So, I decided to jot down some of the literal translations for the “code” that food manufacturers use in their attempts to make us buy.
“FREE” DOES NOT MEAN NONE!
Neither does “zero...”, “contains no...” or “without...”. It means it has a “negligible amount” according to whatever Big Food has worked out with policy makers (Canadian Food Inspection Agency - Canada’s version of the FDA).
Non- or –free. Must have less than the following per serving: fat (0.5 gram), sugar (0.5 gram), cholesterol (2mg), sodium (5mg) or calories (5 calories).
“Reduced” IS RELATIVE.
Reduced. Generally, the product must have at least 25% less of the given component (calories, fat, saturated fat, cholesterol, sugar, or sodium) than is typically found in that type of food. Synonymous with “less...”, “lower...”, “fewer...”.
Apart from being used to describe things like the color or texture of a food, for example "light brown sugar" or "light and fluffy” (as long as the label explains this (insert uproarious laughter here), this term indicates that a product has been changed to have ½ of the fat or ⅓ fewer calories than the regular product; or that the sodium has been cut by 50% (as in “Lightly Salted”)
THE “LOW” DOWN
Low Fat. Fat is a tricky one to monitor as there are “good fats” and “bad fats” (far beyond the scope of this blog), but as a rule when you see the term “low fat” it means that there is 3 grams or less of fat per serving.
Low Calorie. Means that a product contains 40% less calories than the regular version.
Low Sodium. Means that a product’s original sodium content is so high that to lure in the unsuspecting consumer, food manufacturers will label it “Low Sodium”. Foods labelled such will have 140 mg of sodium or less in each serving, or for a pre-packaged meal (who defines this?) there’s 140 mg sodium or less in 100 grams of food. “Very low sodium” means there’s 35 mg or less in a serving.
Not to insult anyone’s intelligence, but "multi" simply means more than one. A product bearing this label can be made with many types of nutritious grains, such as oats and bran. But it can also stay true to its claims and be loaded with sugar, salt, and trans-fats, like many "multi-grain" muffins and cookies you find in coffee shops. And the grains these products contain may not be present in their whole-grain form, which is the most nutritious way to consume grains.
"Made with Whole Grains" is another label we see frequently since recent dietary recommendations include consuming more whole grains. Big Food loves a good marketing opportunity so milks this claim by adding small doses of whole grains to their product (preceded by enriched flour and sugar midway down a list of ingredients but just after water).
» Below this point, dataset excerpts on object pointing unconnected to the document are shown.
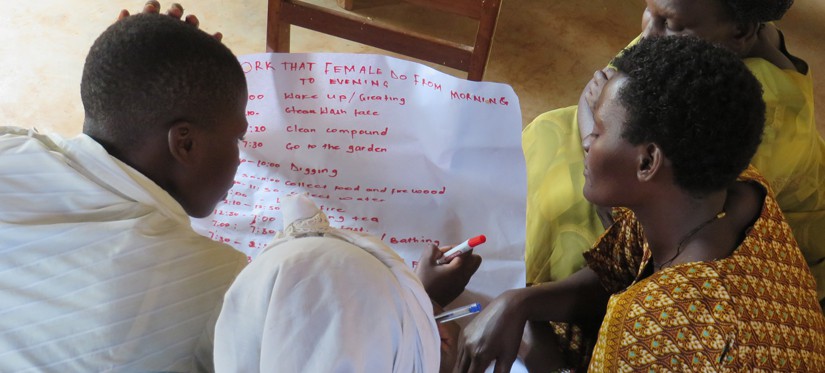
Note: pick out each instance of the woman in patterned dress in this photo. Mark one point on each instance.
(700, 270)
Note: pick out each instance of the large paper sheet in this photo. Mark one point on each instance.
(384, 146)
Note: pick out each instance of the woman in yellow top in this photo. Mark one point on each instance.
(699, 271)
(561, 224)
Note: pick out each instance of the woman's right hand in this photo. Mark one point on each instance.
(493, 335)
(587, 101)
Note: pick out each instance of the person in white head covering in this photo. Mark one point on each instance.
(320, 299)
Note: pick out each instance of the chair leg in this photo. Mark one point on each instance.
(277, 33)
(346, 4)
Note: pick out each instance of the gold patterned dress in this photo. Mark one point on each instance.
(755, 310)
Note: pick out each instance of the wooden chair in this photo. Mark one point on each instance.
(351, 26)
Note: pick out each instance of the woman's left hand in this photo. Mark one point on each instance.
(445, 282)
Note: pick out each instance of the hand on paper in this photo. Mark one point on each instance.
(175, 11)
(587, 101)
(493, 335)
(445, 282)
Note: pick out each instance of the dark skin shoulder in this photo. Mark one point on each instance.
(770, 45)
(743, 207)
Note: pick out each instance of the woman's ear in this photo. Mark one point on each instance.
(745, 36)
(651, 160)
(181, 140)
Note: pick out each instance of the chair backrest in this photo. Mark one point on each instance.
(351, 26)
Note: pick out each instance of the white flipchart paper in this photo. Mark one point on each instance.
(384, 146)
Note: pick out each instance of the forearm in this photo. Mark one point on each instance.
(578, 298)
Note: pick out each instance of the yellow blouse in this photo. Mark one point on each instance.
(562, 224)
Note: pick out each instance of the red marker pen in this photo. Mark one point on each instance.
(461, 249)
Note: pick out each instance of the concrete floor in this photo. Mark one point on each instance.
(547, 50)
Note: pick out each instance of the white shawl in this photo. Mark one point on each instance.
(326, 300)
(99, 268)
If you thought that organic meant pesticide-free, you might be surprised to find that's not necessarily true. Canadian regulations prohibit the use of synthetic pesticides and fertilizers but allow the use of some natural pesticides to curtail pest problems but the prevalence of pesticides in our environment keeps any crop from being declared totally free of synthetic chemicals.
When a product bears the “Organic” the intended message is that 95 percent or more of the ingredients have to be grown to “organic certification standards” (in accordance with the Organic Products Regulations, which came into effect in 2009). Although controversial, there is mixed evidence that organic produce holds more nutritional benefit for us than conventional agricultural products.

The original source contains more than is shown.